We thank the reviewer for raising this concern. The model proposed in Figure 5A is certainly only a hypothesis that builds on the work of Yikang Rong and colleagues, who put forward a HP1a-HOAP-HipHop subcomplex at the terminal 11kb, proximal to which is HP1a only (Gao et al., 2010). Our model represents an effort to reconcile HOAP performing two separable functions given the current state of the literature. To further emphasize the uncertainly around this point, we have now included a large “?” on the relevant part of the model figure and articulated more clearly in the Discussion: “Future work that exploits both HOAP[mel]-HOAP[yak] chimeras and site-directed mutagenesis will allow us to test the proposed model and to map the HOAP residues required for telomere length restriction.”

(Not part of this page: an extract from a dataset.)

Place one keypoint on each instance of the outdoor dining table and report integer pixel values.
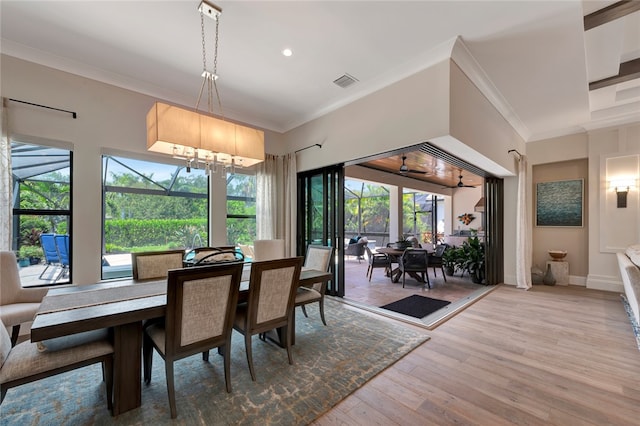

We respectfully disagree that the normal localization of HipHop reported in Figure 1C is in conflict with the proposed model. As articulated in point #9 above and based on Gao et al., 2010, we do not expect to detect changes in HipHop signal using IF – the cap signal should overwhelm any changes in signal we might expect from the terminal 11kb of sequence. Moreover, as mentioned in point #9, we have now revised the model slightly to better reflect the data in Gao et al., 2010, where the subcomplex only decorates the first retrotransposon while HP1a occupies the retrotransposon array. Finally, we now provide experimental data supporting the model prediction that telomeres from the HOAP[yak] genotype harbor less HP1a, which localizes not only to the cap and the first 11kb of the telomere but also to the rest of the array and even into the subtelomere (which we found to produce fewer piRNAs in HOAP[yak], Figure 2—figure supplement 2). Specifically, we stained HOAP[mel] and HOAP[yak] ovaries with an HP1a antibody and discovered a significant depletion of HP1a signal overlapping the HOAP signal at the main telomere cluster in the HOAP[yak] genotype compared to the HOAP[mel] genotype (Figure 5—figure supplement 1).